There is a lot of enthusiasm for the things that work, but you should not be afraid to venture into an area of research that is met with skepticism. Tumor immunology was met with skepticism for a long time. The pioneers who believed in it did not abandon it to work on a more mainstream topic. On the contrary, they worked harder and generated the knowledge that made possible the current revolution in cancer care, with cancer immunotherapy becoming a new treatment strategy that has already saved many lives. There are many critical questions that need to be answered to enhance the effectiveness of cancer immunotherapy. So, think outside the box, do good science, believe in your data, and remember that the value of your work is not really measured by the impact factor of the journals you publish in, but by the impact that it will have on fostering real progress in the field. 

3. What are three of the biggest hurdles facing researchers in the field, and how do you think they can be solved?

Progress can be made only if there is substantial and continuous investment in science at multiple levels (basic, translational and clinical). Scientists and clinicians need to work with patient advocacy groups and other stake holders to leverage public support. Professional societies like SITC are instrumental in leading such efforts. 

Addressing the complexity of tumor-host interactions and understanding how to overcome resistance to immunotherapy requires a multi-disciplinary approach, and a team effort. The current academic structure is still largely based on older paradigms, and is at risk of losing talent that is essential for the research. New types of positions and reward systems that recognize the value of team contributions will help make faster progress and retain the best minds in research.

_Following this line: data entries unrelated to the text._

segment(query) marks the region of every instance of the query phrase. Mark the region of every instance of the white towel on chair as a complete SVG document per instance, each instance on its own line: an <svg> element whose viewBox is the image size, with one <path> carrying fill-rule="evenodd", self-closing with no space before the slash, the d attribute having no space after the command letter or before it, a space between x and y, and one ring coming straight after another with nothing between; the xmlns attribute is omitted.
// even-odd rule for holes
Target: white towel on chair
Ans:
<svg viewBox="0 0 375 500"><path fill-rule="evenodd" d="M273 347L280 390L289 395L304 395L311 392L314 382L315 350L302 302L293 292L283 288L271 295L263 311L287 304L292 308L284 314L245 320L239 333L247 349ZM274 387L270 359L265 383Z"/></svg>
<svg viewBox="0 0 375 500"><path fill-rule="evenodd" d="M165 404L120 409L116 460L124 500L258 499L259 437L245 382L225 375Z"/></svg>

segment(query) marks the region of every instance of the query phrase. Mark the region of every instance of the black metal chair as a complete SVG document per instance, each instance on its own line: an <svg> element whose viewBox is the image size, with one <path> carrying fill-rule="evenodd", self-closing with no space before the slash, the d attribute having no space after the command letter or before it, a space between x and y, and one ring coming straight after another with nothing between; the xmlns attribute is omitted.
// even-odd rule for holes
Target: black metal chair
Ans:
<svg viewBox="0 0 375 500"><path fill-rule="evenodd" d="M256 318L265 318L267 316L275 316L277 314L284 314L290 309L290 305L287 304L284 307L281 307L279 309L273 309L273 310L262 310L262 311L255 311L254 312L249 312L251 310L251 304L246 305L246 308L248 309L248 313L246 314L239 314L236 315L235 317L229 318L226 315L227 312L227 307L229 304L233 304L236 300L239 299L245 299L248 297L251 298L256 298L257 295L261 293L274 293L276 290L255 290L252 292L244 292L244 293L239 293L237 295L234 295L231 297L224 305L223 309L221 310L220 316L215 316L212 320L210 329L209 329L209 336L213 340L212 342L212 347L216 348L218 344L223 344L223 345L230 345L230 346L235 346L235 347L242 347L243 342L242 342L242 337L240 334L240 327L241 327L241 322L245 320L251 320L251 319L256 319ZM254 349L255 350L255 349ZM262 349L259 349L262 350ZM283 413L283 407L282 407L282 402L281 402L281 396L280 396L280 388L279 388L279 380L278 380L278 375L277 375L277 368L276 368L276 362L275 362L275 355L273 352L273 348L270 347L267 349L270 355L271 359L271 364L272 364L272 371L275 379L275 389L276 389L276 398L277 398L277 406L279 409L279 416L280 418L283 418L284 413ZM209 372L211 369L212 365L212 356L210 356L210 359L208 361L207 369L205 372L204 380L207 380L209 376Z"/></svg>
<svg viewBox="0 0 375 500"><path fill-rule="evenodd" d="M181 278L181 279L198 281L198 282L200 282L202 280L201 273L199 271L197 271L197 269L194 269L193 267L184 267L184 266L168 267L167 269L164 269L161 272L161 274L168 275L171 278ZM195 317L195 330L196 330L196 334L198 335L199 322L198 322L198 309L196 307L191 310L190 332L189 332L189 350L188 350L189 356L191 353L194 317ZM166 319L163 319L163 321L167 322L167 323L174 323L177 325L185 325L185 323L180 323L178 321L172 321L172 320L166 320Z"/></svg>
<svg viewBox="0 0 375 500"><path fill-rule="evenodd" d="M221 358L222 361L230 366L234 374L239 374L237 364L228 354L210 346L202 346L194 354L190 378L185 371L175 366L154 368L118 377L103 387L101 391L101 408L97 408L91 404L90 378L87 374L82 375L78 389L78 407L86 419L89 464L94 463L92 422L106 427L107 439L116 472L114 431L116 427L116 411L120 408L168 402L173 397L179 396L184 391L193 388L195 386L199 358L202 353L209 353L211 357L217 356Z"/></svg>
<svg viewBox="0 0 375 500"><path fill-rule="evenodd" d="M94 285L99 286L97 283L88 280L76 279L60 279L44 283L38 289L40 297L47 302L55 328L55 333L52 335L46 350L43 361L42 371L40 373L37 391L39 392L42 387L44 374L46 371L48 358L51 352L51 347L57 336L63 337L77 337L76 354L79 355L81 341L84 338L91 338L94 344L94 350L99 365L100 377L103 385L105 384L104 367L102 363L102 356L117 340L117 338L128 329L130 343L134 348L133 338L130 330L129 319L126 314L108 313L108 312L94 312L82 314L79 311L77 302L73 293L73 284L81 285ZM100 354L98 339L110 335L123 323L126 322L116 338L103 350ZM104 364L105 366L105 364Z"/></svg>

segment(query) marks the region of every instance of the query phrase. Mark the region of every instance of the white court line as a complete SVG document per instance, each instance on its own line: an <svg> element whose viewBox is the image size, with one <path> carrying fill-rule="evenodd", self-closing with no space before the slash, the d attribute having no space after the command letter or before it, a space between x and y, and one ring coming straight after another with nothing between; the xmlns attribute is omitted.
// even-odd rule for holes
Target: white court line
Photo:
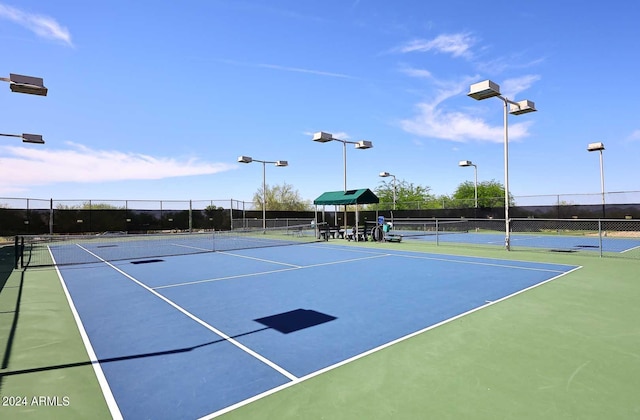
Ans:
<svg viewBox="0 0 640 420"><path fill-rule="evenodd" d="M336 247L344 247L344 245L333 245ZM351 248L344 248L344 249L348 249L351 250ZM433 261L444 261L444 262L453 262L453 263L459 263L459 264L471 264L471 265L487 265L487 266L492 266L492 267L503 267L503 268L513 268L513 269L520 269L520 270L533 270L533 271L548 271L551 273L564 273L564 271L562 270L550 270L547 268L535 268L535 267L521 267L518 265L509 265L509 264L499 264L499 263L491 263L491 262L483 262L483 261L473 261L473 260L462 260L462 259L458 259L457 256L449 256L447 254L431 254L431 255L442 255L441 257L431 257L431 256L426 256L426 255L413 255L413 254L424 254L423 252L420 251L408 251L411 253L403 253L402 251L395 251L393 253L380 253L382 251L375 251L375 250L365 250L365 249L361 249L361 250L353 250L354 252L359 252L359 253L366 253L366 254L374 254L377 256L394 256L394 257L404 257L404 258L416 258L416 259L425 259L425 260L433 260ZM513 262L513 263L523 263L523 264L549 264L549 265L558 265L558 266L566 266L566 267L575 267L572 265L567 265L567 264L556 264L556 263L541 263L541 262L535 262L535 261L525 261L525 260L504 260L504 259L500 259L500 258L492 258L492 257L471 257L471 258L475 258L475 259L479 259L479 260L489 260L489 261L509 261L509 262ZM309 266L312 267L312 266Z"/></svg>
<svg viewBox="0 0 640 420"><path fill-rule="evenodd" d="M284 262L280 262L280 261L267 260L267 259L258 258L258 257L250 257L249 255L233 254L233 253L231 253L229 251L218 251L218 254L224 254L224 255L229 255L229 256L238 257L238 258L246 258L246 259L249 259L249 260L268 262L268 263L272 263L272 264L287 265L289 267L294 267L294 268L302 268L301 265L288 264L288 263L284 263Z"/></svg>
<svg viewBox="0 0 640 420"><path fill-rule="evenodd" d="M331 261L331 262L326 262L326 263L310 264L310 265L304 266L303 268L323 267L323 266L326 266L326 265L343 264L343 263L354 262L354 261L372 260L372 259L375 259L375 258L385 258L385 257L392 257L392 256L393 256L393 254L376 254L376 255L371 255L369 257L350 258L348 260L340 260L340 261Z"/></svg>
<svg viewBox="0 0 640 420"><path fill-rule="evenodd" d="M515 270L530 270L530 271L546 271L550 273L564 273L562 270L551 270L548 268L535 268L535 267L521 267L518 265L509 265L509 264L496 264L496 263L486 263L480 261L464 261L464 260L456 260L456 259L447 259L447 258L435 258L435 257L422 257L419 255L398 255L403 258L414 258L419 260L435 260L435 261L446 261L453 262L459 264L472 264L472 265L485 265L489 267L500 267L500 268L513 268ZM533 264L542 264L542 263L533 263Z"/></svg>
<svg viewBox="0 0 640 420"><path fill-rule="evenodd" d="M80 247L82 248L82 247ZM76 325L78 327L78 331L80 332L80 337L82 338L82 342L84 343L84 348L87 351L87 355L89 356L89 361L91 362L91 366L93 367L93 371L96 374L96 378L98 379L98 384L100 385L100 389L102 389L102 395L107 403L107 407L111 412L111 417L114 419L122 419L122 413L120 412L120 408L118 407L118 403L116 402L113 393L111 392L111 388L109 387L109 382L107 382L106 376L104 376L104 372L102 371L102 366L100 365L100 361L96 356L96 352L93 350L93 346L91 345L91 341L89 340L89 335L87 334L87 330L84 328L84 324L82 324L82 320L80 319L80 315L78 314L78 310L76 309L76 305L73 303L71 299L71 294L69 293L69 289L67 289L67 284L64 282L62 278L62 273L60 273L60 269L56 265L56 259L51 252L51 248L48 248L49 255L51 256L51 260L53 261L54 267L56 269L56 273L58 273L58 279L60 280L60 284L62 285L62 290L64 290L64 294L67 297L67 303L69 304L69 308L71 308L71 313L73 314L73 318L76 321Z"/></svg>
<svg viewBox="0 0 640 420"><path fill-rule="evenodd" d="M640 249L640 245L638 246L634 246L633 248L629 248L629 249L625 249L624 251L620 252L621 254L624 254L625 252L629 252L629 251L633 251L635 249Z"/></svg>
<svg viewBox="0 0 640 420"><path fill-rule="evenodd" d="M80 248L82 248L83 250L85 250L86 252L88 252L89 254L93 255L94 257L98 258L99 260L101 260L102 262L104 262L106 265L108 265L109 267L111 267L112 269L114 269L115 271L117 271L118 273L122 274L123 276L125 276L126 278L128 278L129 280L133 281L134 283L136 283L138 286L142 287L143 289L147 290L148 292L152 293L154 296L156 296L157 298L163 300L164 302L168 303L170 306L172 306L173 308L177 309L178 311L180 311L182 314L186 315L187 317L189 317L190 319L192 319L193 321L197 322L198 324L202 325L203 327L205 327L206 329L208 329L209 331L219 335L220 337L224 338L226 341L228 341L229 343L233 344L234 346L238 347L240 350L243 350L244 352L246 352L247 354L253 356L254 358L260 360L261 362L263 362L264 364L266 364L267 366L271 367L272 369L278 371L279 373L281 373L282 375L286 376L289 380L296 380L298 379L297 376L295 376L294 374L292 374L291 372L287 371L286 369L282 368L281 366L277 365L276 363L272 362L271 360L267 359L266 357L262 356L261 354L251 350L249 347L245 346L244 344L240 343L239 341L236 341L235 339L233 339L232 337L228 336L227 334L225 334L224 332L220 331L219 329L213 327L210 324L207 324L206 322L204 322L202 319L198 318L197 316L195 316L194 314L192 314L191 312L187 311L186 309L184 309L182 306L178 305L177 303L173 302L172 300L164 297L163 295L161 295L160 293L156 292L155 290L153 290L152 288L150 288L149 286L147 286L146 284L140 282L139 280L137 280L136 278L134 278L133 276L125 273L124 271L122 271L121 269L119 269L118 267L116 267L115 265L111 264L110 262L100 258L98 255L94 254L93 252L89 251L88 249L84 248L81 245L78 245Z"/></svg>
<svg viewBox="0 0 640 420"><path fill-rule="evenodd" d="M234 255L234 254L228 254L228 255ZM374 255L374 256L370 256L370 257L351 258L351 259L348 259L348 260L332 261L332 262L312 264L312 265L296 265L296 266L292 266L290 268L283 268L283 269L280 269L280 270L260 271L260 272L257 272L257 273L237 274L235 276L216 277L214 279L194 280L194 281L187 281L187 282L183 282L183 283L166 284L164 286L152 287L151 289L159 290L159 289L168 289L170 287L190 286L192 284L211 283L211 282L214 282L214 281L229 280L229 279L240 279L240 278L243 278L243 277L253 277L253 276L261 276L263 274L282 273L284 271L303 270L305 268L322 267L322 266L325 266L325 265L344 264L344 263L353 262L353 261L370 260L370 259L373 259L373 258L382 258L382 257L388 257L388 256L391 256L391 254L379 254L379 255ZM278 264L275 261L263 260L263 259L260 259L260 258L256 258L256 259L258 259L260 261L263 261L263 262L273 262L275 264ZM290 264L286 264L286 265L290 265Z"/></svg>
<svg viewBox="0 0 640 420"><path fill-rule="evenodd" d="M169 245L177 246L177 247L180 247L180 248L196 249L198 251L203 251L203 252L213 252L213 248L202 248L202 247L199 247L199 246L184 245L184 244L169 244Z"/></svg>
<svg viewBox="0 0 640 420"><path fill-rule="evenodd" d="M237 408L240 408L240 407L242 407L242 406L245 406L245 405L247 405L247 404L249 404L249 403L252 403L252 402L254 402L254 401L257 401L257 400L259 400L259 399L262 399L262 398L264 398L264 397L267 397L267 396L269 396L269 395L271 395L271 394L275 394L275 393L276 393L276 392L278 392L278 391L281 391L281 390L283 390L283 389L289 388L289 387L291 387L291 386L293 386L293 385L297 385L297 384L299 384L299 383L301 383L301 382L304 382L304 381L306 381L306 380L308 380L308 379L311 379L311 378L313 378L313 377L316 377L316 376L318 376L318 375L321 375L321 374L323 374L323 373L326 373L326 372L328 372L328 371L330 371L330 370L336 369L336 368L338 368L338 367L340 367L340 366L346 365L347 363L351 363L351 362L353 362L353 361L355 361L355 360L361 359L361 358L363 358L363 357L365 357L365 356L368 356L368 355L370 355L370 354L372 354L372 353L376 353L376 352L378 352L378 351L380 351L380 350L382 350L382 349L385 349L385 348L387 348L387 347L391 347L391 346L393 346L393 345L395 345L395 344L398 344L398 343L400 343L400 342L402 342L402 341L408 340L408 339L410 339L410 338L412 338L412 337L415 337L415 336L417 336L417 335L420 335L420 334L422 334L422 333L424 333L424 332L427 332L427 331L432 330L432 329L434 329L434 328L437 328L437 327L440 327L440 326L442 326L442 325L448 324L448 323L449 323L449 322L451 322L451 321L455 321L456 319L462 318L462 317L464 317L464 316L467 316L467 315L469 315L469 314L472 314L472 313L474 313L474 312L477 312L477 311L479 311L479 310L481 310L481 309L488 308L489 306L495 305L496 303L502 302L503 300L510 299L510 298L512 298L512 297L514 297L514 296L517 296L517 295L519 295L519 294L521 294L521 293L524 293L524 292L526 292L526 291L529 291L529 290L531 290L531 289L534 289L534 288L536 288L536 287L538 287L538 286L542 286L543 284L549 283L550 281L556 280L556 279L558 279L558 278L560 278L560 277L563 277L563 276L565 276L565 275L567 275L567 274L569 274L569 273L572 273L572 272L574 272L574 271L576 271L576 270L579 270L579 269L581 269L581 268L582 268L582 266L575 267L575 268L573 268L572 270L565 271L565 272L563 272L563 273L561 273L561 274L559 274L559 275L557 275L557 276L555 276L555 277L552 277L552 278L550 278L550 279L547 279L547 280L545 280L545 281L543 281L543 282L541 282L541 283L534 284L533 286L529 286L529 287L527 287L526 289L519 290L519 291L517 291L517 292L515 292L515 293L512 293L512 294L510 294L510 295L508 295L508 296L504 296L504 297L502 297L502 298L500 298L500 299L498 299L498 300L494 300L494 301L491 301L491 302L486 301L486 304L485 304L485 305L478 306L477 308L470 309L470 310L468 310L467 312L461 313L461 314L456 315L456 316L454 316L454 317L452 317L452 318L445 319L444 321L440 321L440 322L439 322L439 323L437 323L437 324L433 324L433 325L430 325L430 326L428 326L428 327L426 327L426 328L423 328L423 329L421 329L421 330L419 330L419 331L412 332L412 333L407 334L407 335L405 335L405 336L403 336L403 337L400 337L400 338L397 338L397 339L395 339L395 340L393 340L393 341L390 341L390 342L388 342L388 343L385 343L385 344L383 344L383 345L381 345L381 346L378 346L378 347L375 347L375 348L373 348L373 349L367 350L367 351L365 351L365 352L363 352L363 353L357 354L357 355L355 355L355 356L353 356L353 357L351 357L351 358L349 358L349 359L345 359L345 360L343 360L343 361L341 361L341 362L338 362L338 363L336 363L336 364L334 364L334 365L327 366L327 367L325 367L325 368L323 368L323 369L320 369L320 370L317 370L317 371L315 371L315 372L312 372L312 373L310 373L310 374L308 374L308 375L302 376L302 377L300 377L300 378L296 379L295 381L291 381L291 382L288 382L288 383L286 383L286 384L282 384L282 385L280 385L280 386L278 386L278 387L276 387L276 388L272 388L272 389L270 389L270 390L268 390L268 391L265 391L265 392L263 392L263 393L261 393L261 394L254 395L253 397L251 397L251 398L247 398L247 399L246 399L246 400L244 400L244 401L240 401L240 402L238 402L238 403L236 403L236 404L230 405L230 406L228 406L228 407L225 407L225 408L223 408L223 409L221 409L221 410L218 410L218 411L213 412L213 413L211 413L211 414L208 414L208 415L206 415L206 416L202 416L202 417L200 417L200 420L204 420L204 419L212 419L212 418L215 418L215 417L221 416L221 415L226 414L226 413L228 413L228 412L230 412L230 411L233 411L233 410L235 410L235 409L237 409Z"/></svg>
<svg viewBox="0 0 640 420"><path fill-rule="evenodd" d="M194 280L194 281L187 281L184 283L174 283L174 284L166 284L164 286L156 286L156 287L152 287L152 289L153 290L168 289L171 287L190 286L192 284L210 283L210 282L220 281L220 280L230 280L230 279L239 279L243 277L261 276L263 274L282 273L284 271L298 270L299 268L301 267L281 268L280 270L261 271L259 273L237 274L235 276L216 277L215 279Z"/></svg>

The bar for success is higher for upcoming and future immunotherapy agents. With increased life expectancy chronic toxicities of immunotherapy may become more important and less acceptable to patients. Improved model systems need to be developed to predict and study the mechanisms of toxicity. 

4. What area of research has you most excited for the future of the field, and why?

I believe that there is a huge potential in leveraging the effects of combination therapies that target different compartments to achieve a synergy with immunotherapy, if done in the context of a system biology approach. I work with radiotherapy, which has the advantage of being a broadly applicable and widely available treatment. But we need to understand how to tailor radiotherapy (and in fact any treatment) the right way for each individual patient. I like to think that there is a combination of specific interventions that will unlock the power of the immune system to reject cancer in every patient, it is just waiting to be discovered!